I guess my question really relates to the rate of expansion of the universe. If the expansion is accelerating, is it possible to calculate the rate at which the universe expanded in the past? Clearly, if the expansion accelerates, it hasn't always been expanding with the speed of light?? Or can it expand faster than that?

Can I trouble you with yet another (slightly related) question? I have just read Charles Stross' science fiction novel "Singularity Sky", and he mentions "lightcones" a lot in relation to (also faster-than-light) space travel. Am I right in assuming that the "lightcone" thing relates to the observable universe...? Can you explain a bit about why this involves a "cone-shaped" approach?

Take your time; there's no hurry.

Thanks, - Tue

Answer

Hello Tue,

For your first question, yes, the rate of expansion can be calculated. And I guarantee you - the answer will be wrong! There's just too much uncertainty. IF the universe is accelerating (still a big IF in my opinion), then the universe's size at the moment of earth's formation will have been a little less than we estimated (using a linear extrapolation). If the expansion accelerates, it is unlikely that the speed of recession of any galaxy (relative to another) will exceed the speed of light. That will require an infinite energy or a revisit to the Theory of Relativity. Neither is impossible, but I would judge them unlikely. So that means that IF we are in an accelerating phase, we MUST then enter a static or even a decelerating phase. The mechanics of these changes are not understood. Which is one reason that I said the current understanding of cosmology may need major work.

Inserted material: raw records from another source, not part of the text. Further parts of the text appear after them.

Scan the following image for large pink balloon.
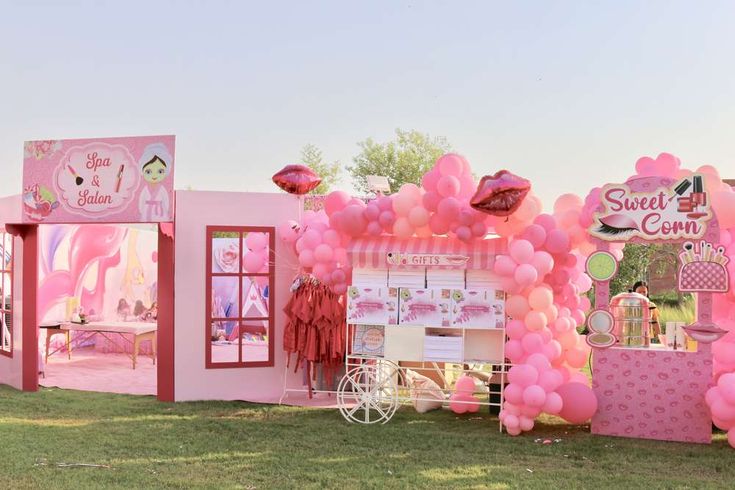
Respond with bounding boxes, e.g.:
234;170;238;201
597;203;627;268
273;165;322;194
556;383;597;424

Going back to the original reason which made people think the universe is accelerating - a standard "candle" - the Type 1a supernova - appeared too dim, as they were observed in galaxies which we thought were "X" distance due to their redshift (the velocity-distance relation). Because they were dimmer than expected, they were calculated to be at "Y" (greater than "X") distance. Which means the universe accelerated! Pretty weak evidence (since there could have been many other reasons for the discrepancy) - not just in my opinion, but in the opinion of Arp, Hoyle, Burbidge, Narlikar, and others.

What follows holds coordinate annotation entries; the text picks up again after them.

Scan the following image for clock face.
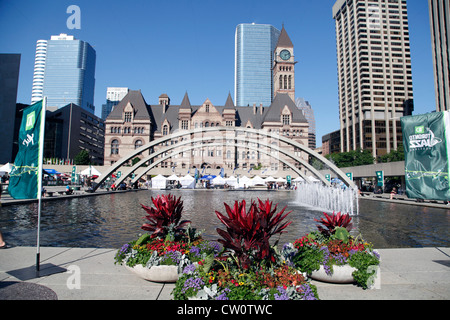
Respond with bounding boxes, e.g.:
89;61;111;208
280;50;291;60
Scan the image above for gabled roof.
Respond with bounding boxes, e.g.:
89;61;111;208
180;92;191;109
225;93;234;109
277;26;294;48
263;93;308;123
108;90;151;121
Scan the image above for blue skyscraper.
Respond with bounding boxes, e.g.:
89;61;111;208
32;34;96;113
234;23;280;106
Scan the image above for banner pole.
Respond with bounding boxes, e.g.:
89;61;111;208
36;97;47;272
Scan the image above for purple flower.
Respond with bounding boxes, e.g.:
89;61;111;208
183;264;196;274
181;277;205;293
273;286;289;300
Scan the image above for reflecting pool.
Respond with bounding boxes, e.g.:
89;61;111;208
0;190;450;249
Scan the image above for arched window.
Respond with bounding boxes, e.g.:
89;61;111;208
134;140;143;149
111;139;119;154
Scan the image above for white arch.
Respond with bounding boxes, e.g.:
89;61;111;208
94;127;355;191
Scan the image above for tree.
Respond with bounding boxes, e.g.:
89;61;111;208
377;144;405;163
73;150;91;165
326;149;374;168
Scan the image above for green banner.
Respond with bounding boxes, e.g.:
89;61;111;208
401;111;450;201
8;101;45;199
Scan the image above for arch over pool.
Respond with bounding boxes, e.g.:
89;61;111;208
94;127;355;191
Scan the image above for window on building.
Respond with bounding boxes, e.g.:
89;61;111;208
111;139;119;154
124;112;133;122
134;140;143;149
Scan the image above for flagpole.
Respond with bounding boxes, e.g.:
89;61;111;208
36;97;47;272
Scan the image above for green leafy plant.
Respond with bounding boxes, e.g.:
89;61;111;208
216;199;292;269
141;194;191;241
292;213;380;289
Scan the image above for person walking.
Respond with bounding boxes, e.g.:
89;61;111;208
0;231;8;249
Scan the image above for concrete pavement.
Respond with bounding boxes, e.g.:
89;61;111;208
0;247;450;300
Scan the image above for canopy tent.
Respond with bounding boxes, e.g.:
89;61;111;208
308;176;320;182
250;176;266;186
239;176;251;188
211;176;226;186
152;174;167;189
200;174;216;180
275;177;286;183
43;169;61;175
225;176;238;188
179;174;195;189
80;167;102;176
167;174;180;181
0;162;12;176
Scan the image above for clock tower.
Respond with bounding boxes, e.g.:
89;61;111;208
272;26;297;101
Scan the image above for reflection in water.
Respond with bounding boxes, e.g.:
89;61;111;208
0;190;450;248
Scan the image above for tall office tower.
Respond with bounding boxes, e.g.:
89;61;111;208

A final point about the rate of expansion. Since the main "candle" used to determine how much the velocity-distance relation differs from linear is the Type 1a supernova, it is necessary to get many observations at various distances to estimate a rate of change (acceleration). Since supernova are very rare events, and one much catch them at their maximum light, it is difficult to get many reliable observations. This adds to the uncertainty.

Your light cone question is easier. The light cone is just a picture in 4 dimensions (space is pictured as a 2-dimensional plane). Time is the vertical axis. Since a photon travels in both space and time (it takes a finite amount of time for a photon to move through space), the cone traces out the path of a photon (or particle travelling at the speed of light). If we talk about events in the past, that's negative time (below the space plane). Future events are in positive time (above the space plane). The light cone is just a convenient way to picture movement in space-time, especially as velocities approach light speed.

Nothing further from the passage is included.